Poor rectum-and-dick scalded Jakub’s quandary comes to an close at the end of the holiday, when kindly Jolana steps in. She leads him away to a derelict boat and helps fix him by putting his hands up her shirt and letting him grope her breasts. His little pecker gets hard and he runs away, whooping and cheering, and dives straight off the cliff into the sea. Crisis averted, the gay bullet dodged, Jakub is a red-blooded heterosexual after all, and therefore a man. Hurray!
Just in case you’ve missed how gross this storyline is, let’s rewind and switch genders. Jolana is now a single mid-thirties guy, and Jakub becomes a thirteen year old girl. The young girl is mixed up about her sexuality, so the man helps her figure it out by leading her away to a derelict boat and shoving her hands down his pants.
In a recent column for Lidove Noviny (People’s News), author and co-screenwriter of Holiday Makers criticised Christine Blayse Ford’s allegations against Brett Kavanaugh of sexual assault. He felt that, and I paraphrase, that “putting her in an empty room, groping her, and covering her mouth while trying to undress her” was “innocent high school petting”. He went on to say that he was thankful to God that during his puberty he was free to grope any female schoolmates he pleased without endangering his future career, and without any “North American cow” complaining about it.
Looking back at the movie in light of these comments, that “I’m Spank-tacus” moment on the beach suddenly comes into sharper focus. If according to Viewegh it’s OK to “innocently” trap a woman in a room and grope her, where’s the problem with following one underwater and jerking off about her? Who hasn’t satisfied their own needs by masturbating in public over a member of the opposite sex? Why’s everyone so touchy – it’s not like the guy raped her or anything!

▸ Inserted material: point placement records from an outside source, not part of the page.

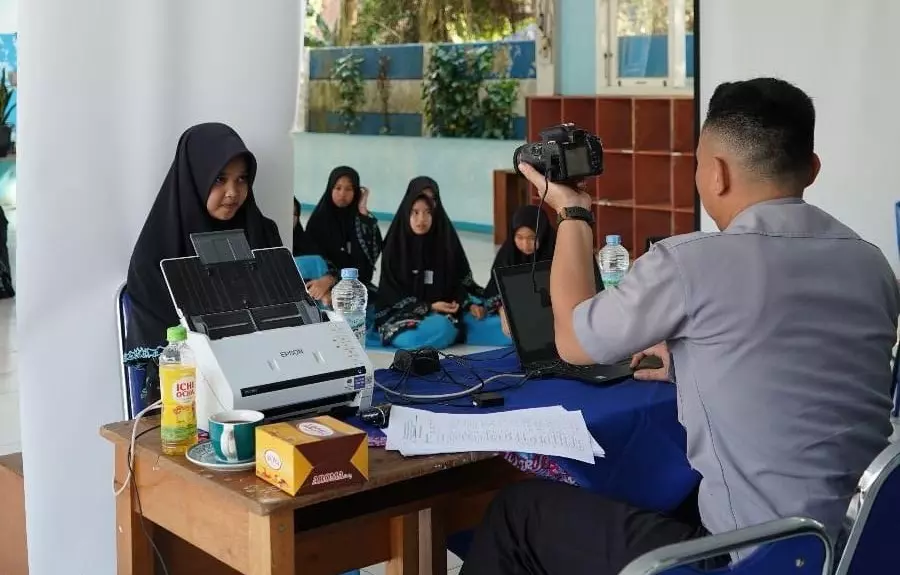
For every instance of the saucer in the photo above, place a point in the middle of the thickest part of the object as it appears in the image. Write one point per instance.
(204, 455)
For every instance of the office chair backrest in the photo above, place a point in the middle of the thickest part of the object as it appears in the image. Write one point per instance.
(872, 541)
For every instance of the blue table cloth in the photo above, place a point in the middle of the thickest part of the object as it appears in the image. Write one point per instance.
(635, 422)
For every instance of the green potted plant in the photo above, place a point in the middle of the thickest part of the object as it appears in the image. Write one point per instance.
(6, 108)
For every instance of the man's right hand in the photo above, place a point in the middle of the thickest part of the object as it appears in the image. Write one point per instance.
(660, 350)
(445, 307)
(321, 287)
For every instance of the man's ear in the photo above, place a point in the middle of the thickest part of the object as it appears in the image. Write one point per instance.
(814, 169)
(721, 176)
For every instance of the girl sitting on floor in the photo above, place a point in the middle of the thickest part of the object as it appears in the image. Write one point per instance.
(209, 187)
(344, 230)
(522, 245)
(422, 292)
(429, 187)
(307, 255)
(530, 237)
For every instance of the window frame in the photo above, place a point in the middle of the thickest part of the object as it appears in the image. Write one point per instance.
(608, 80)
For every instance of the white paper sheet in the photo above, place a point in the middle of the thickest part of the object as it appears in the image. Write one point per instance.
(549, 431)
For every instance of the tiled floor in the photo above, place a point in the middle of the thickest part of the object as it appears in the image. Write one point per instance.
(479, 249)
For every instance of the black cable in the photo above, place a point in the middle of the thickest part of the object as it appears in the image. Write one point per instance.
(137, 497)
(537, 225)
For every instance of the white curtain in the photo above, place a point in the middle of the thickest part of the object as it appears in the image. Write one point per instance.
(844, 55)
(106, 87)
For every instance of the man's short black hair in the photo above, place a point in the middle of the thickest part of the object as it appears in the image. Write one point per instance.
(770, 122)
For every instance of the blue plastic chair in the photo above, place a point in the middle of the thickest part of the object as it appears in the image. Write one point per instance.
(792, 546)
(896, 389)
(871, 522)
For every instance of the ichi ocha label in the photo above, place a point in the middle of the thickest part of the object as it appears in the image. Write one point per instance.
(178, 388)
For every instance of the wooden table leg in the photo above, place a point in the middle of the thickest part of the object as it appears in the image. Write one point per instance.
(432, 542)
(134, 555)
(272, 544)
(404, 545)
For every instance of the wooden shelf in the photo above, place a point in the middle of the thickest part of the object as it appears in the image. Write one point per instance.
(647, 187)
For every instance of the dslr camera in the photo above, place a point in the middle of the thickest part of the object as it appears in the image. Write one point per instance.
(565, 154)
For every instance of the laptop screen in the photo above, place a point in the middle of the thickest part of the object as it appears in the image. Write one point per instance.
(528, 312)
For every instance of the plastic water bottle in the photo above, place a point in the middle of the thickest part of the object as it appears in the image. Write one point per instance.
(177, 383)
(349, 299)
(614, 261)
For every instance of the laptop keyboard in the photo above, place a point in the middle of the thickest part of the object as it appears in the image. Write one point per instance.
(560, 367)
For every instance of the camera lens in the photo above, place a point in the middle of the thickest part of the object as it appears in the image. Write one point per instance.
(531, 154)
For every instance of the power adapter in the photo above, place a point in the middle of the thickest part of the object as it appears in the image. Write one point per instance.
(417, 362)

There’s more than a whiff of male entitlement throughout the whole film. Max sniffs around trying to get into Irma and Helga’s pants, and constantly feels butthurt when they reject him. He doesn’t really care who he fucks, as long as they’re hot and ready to spread their legs for him. Jolana’s father’s frigid marriage entitles him to cheat on his wife with a much younger woman. Denisa trumps her friend Irma by going topless, purely to attract the attention of a lifeguard – who they spotted earlier on with a massive boner. Rather than be put off by this, this encourages them to compete for his attention.
Conversely, women are universally punished in Viewegh’s world. Jolana is punished for not being super-hot by ending up with the creep who jerks off over women in public. As the victim of the stalker, Jituš, is the only one who seems to think there’s a problem with his behaviour, because everyone else seems satisfied that hey, everyone jerks off, so what’s the issue?
Jolana’s mother is punished for being older and losing her looks by having her husband chase after Irma. Irma is initially punished for being unwilling to reveal her breasts to the lifeguard by having her so-called friend get in there first. Even the very attractive and well-meaning Helga is punished for not falling head over heels for Max when he lurches at her by being excluded by the group and mocked.
All this paints a very clear picture of the mindset of Viewegh. Combined with the material in Angels of Everyday, which centered around an old guy who thought his life sucked because he’d never received a blowjob, Holiday Makers leads me to believe that Viewegh is a warped, mean-spirited, misogynist, homophobic asshole with a really fucked up attitude towards sex.